Reinsurance/insurance industry executives told KBW that the pricing cycle looks steeper as big rate hikes in 2023 leave more room for rate cuts, while the long-term pattern of higher highs and higher lows reflects stronger risk awareness among buyers and sellers and suggests there will be interest rate easing in the coming years, albeit at a smaller rate than on Jan. 1, 2026.
Executives including Howden Re’s David Flandro, Aeolus Capital Management’s Aditya Dutt and Aon Reinsurance Solutions’ Michael Van Slooten discussed reinsurance renewals on January 1.
As we have reported extensively in Reinsurance News, reinsurance renewals on January 1, 2026 saw their largest decline in years.
Howden’s reinsurance renewal report shows that risk-adjusted global property catastrophe reinsurance online rates fell by an average of 14.7%, accelerating from the 8% decline in 2025 and marking the largest year-on-year decline since 2014.
However, KBW said that despite the sharp fall in prices, terms and conditions have remained broadly stable and points per reinsurance top-up have remained nominally unchanged, although inflation is gradually eroding real top-up levels.
“Terms and conditions have softened; some renewals have expanded coverage for terror, riot and cyber losses, and ‘frequency’ coverage (i.e., protection against smaller losses that occur frequently) is increasing, but nowhere near the levels of soft market past years.
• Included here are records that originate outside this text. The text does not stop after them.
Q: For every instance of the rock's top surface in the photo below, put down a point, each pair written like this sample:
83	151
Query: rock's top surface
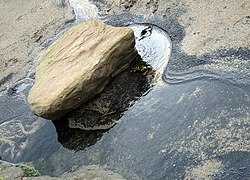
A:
25	28
78	66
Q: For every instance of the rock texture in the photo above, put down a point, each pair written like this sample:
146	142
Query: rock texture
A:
10	171
78	66
25	28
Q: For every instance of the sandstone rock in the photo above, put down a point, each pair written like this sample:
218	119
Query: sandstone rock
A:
78	66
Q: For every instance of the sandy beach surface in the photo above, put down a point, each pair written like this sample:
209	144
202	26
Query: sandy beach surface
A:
196	126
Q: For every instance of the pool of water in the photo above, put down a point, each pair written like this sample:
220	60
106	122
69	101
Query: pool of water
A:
194	115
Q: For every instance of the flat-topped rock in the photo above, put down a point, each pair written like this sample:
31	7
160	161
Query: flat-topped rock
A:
78	66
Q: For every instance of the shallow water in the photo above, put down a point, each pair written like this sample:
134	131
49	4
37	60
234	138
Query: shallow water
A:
199	114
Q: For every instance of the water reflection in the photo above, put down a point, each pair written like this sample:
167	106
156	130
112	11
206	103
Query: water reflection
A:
84	126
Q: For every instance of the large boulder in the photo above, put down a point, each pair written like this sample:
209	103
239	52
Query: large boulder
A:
78	66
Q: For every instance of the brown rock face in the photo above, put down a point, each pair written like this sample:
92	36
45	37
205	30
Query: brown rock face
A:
78	66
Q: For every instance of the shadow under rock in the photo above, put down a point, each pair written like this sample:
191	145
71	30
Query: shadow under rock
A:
84	126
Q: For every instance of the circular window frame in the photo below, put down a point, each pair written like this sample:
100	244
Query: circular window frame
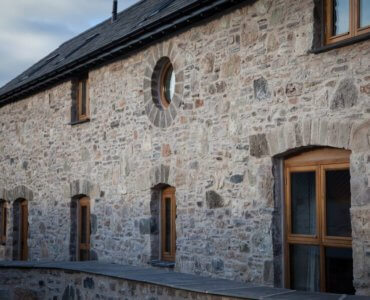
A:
164	89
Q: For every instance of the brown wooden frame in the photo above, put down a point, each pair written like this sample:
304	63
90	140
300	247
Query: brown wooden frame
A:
354	22
168	193
319	161
164	100
3	220
84	202
80	116
23	232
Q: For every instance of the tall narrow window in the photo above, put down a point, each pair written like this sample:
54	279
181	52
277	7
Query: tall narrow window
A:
168	224
84	229
83	100
3	221
346	19
318	225
23	224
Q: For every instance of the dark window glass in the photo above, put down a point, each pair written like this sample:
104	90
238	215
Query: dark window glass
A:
4	220
83	224
340	16
339	266
169	84
338	203
305	267
168	225
364	13
83	99
303	202
84	254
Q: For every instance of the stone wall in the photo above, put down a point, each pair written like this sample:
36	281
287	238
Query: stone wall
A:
248	90
69	285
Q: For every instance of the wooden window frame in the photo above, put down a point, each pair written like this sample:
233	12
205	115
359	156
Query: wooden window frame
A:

Non-contemporaneous terms and conditions in recent years (which we also view as a hard market phenomenon) will also largely disappear on January 1, 2026,” KBW observed.
Executives also reportedly told KBW that expected returns remain adequate and terms and conditions are unlikely to collapse, especially if the top seven or eight reinsurers can maintain discipline as they now have stronger data and analytics capabilities and face less mid-cap competition than they did in the previous cycle.
“The positive is that short-term returns remain strong; the more dubious view is that these returns will similarly sustain compound price competition. We believe both points are true (and we also agree that better analysis – including catastrophic modeling – should prevent the industry from fully repeating past self-inflicted damage), but in the near term we expect investors to focus primarily on the latter, meaning multiples are under pressure,” KBW added.
Regarding reinsurance demand, executives said ceding companies will either retain savings or buy more insurance, although limited overall demand growth suggests more of the former, which KBW believes reflects strengthening primary returns and lower ceding capital costs, which may make reinsurance a less attractive option.
“Similarly, slower overall revenue growth (with key exceptions) also points to continued soft pricing and is a clear warning (rightly, in our view) of the external events facing the industry, including data center-related demand growth, geopolitical uncertainty and unforeseen (but inevitable) developments,” KBW said.
As noted, executives told KBW that the relatively steeper portion of the cycle reflects a sharp increase in rates in 2023, which creates more room for declines, with one executive adding that catastrophe reinsurance pricing cycles dating back to Hurricane Andrew in 1992 have produced successively higher highs and higher lows, likely reflecting increased risk awareness among buyers and sellers.
KBW concluded: “We believe this means that catastrophe reinsurance rates will continue to decline for a few more years, but at a smaller rate than reported in January 2026.”